Penne With Fusion Pesto

(from saymyname’s recipe box)

Source: Cook's Illustrated

Serves 8 people

Categories: Main Dish, Pasta

Ingredients

  • 1/4 cup pine nuts or 1/4 cup walnuts or 1/4 cup almonds
  • 3 garlic cloves, threaded on a skewer
  • 1 cup packed fresh basil leaf
  • 1/2 cup packed fresh mint leaves
  • 1/2 cup packed fresh cilantro leaves
  • fresh gingerroot, peeled and sliced (1/2-inch long piece)
  • 1/2 teaspoon hot red pepper flakes (to taste)
  • 7 tablespoons extra virgin olive oil
  • salt
  • 1 lb penne (or other short tubular pasta)

Directions

  1. Toast the nuts in a small, heavy skillet over medium heat, stirring frequently, until just golden and fragrant, about 4-5 minutes.

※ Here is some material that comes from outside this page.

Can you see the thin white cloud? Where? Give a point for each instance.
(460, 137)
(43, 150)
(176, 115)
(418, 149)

  2. Meanwhile, bring 4 quarts of water to a boil in a big pot; lower the skewered garlic into the water, boil for 45 seconds.

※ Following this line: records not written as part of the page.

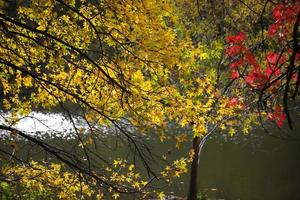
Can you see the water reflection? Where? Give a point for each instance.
(252, 167)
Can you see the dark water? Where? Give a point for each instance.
(258, 166)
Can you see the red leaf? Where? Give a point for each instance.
(278, 11)
(274, 58)
(273, 28)
(234, 74)
(236, 64)
(233, 102)
(233, 50)
(272, 70)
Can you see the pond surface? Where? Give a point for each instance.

  3. Immediately run the garlic under cold water, remove from the skewer; peel and mince.

  4. Add the basil, mint, cilantro, to a large heavy-duty zip-lock bag; pound with the flat side of a meat pounder until all the leaves are bruised.

  5. Place the nuts, garlic, herbs, ginger, red pepper flakes, oil, and 1/2 teaspoon salt in the work bowl of a food processor; process until smooth, stopping as necessary to scrape down the sides of the bowl.

  6. Transfer the mixture to a small bowl and adjust the salt.

  7. Add 1 tablespoon salt and the pasta to the boiling water; cook until al dente.

  8. Reserve 1/2 cup of the cooking water; drain the pasta and transfer it back to the cooking pot.

  9. Mix in 1/4 cup of the reserved cooking water and the pesto; use the additional 1/4 cup cooking water as needed to moisten the sauce.

  10. Place in a warmed serving dish and serve immediately.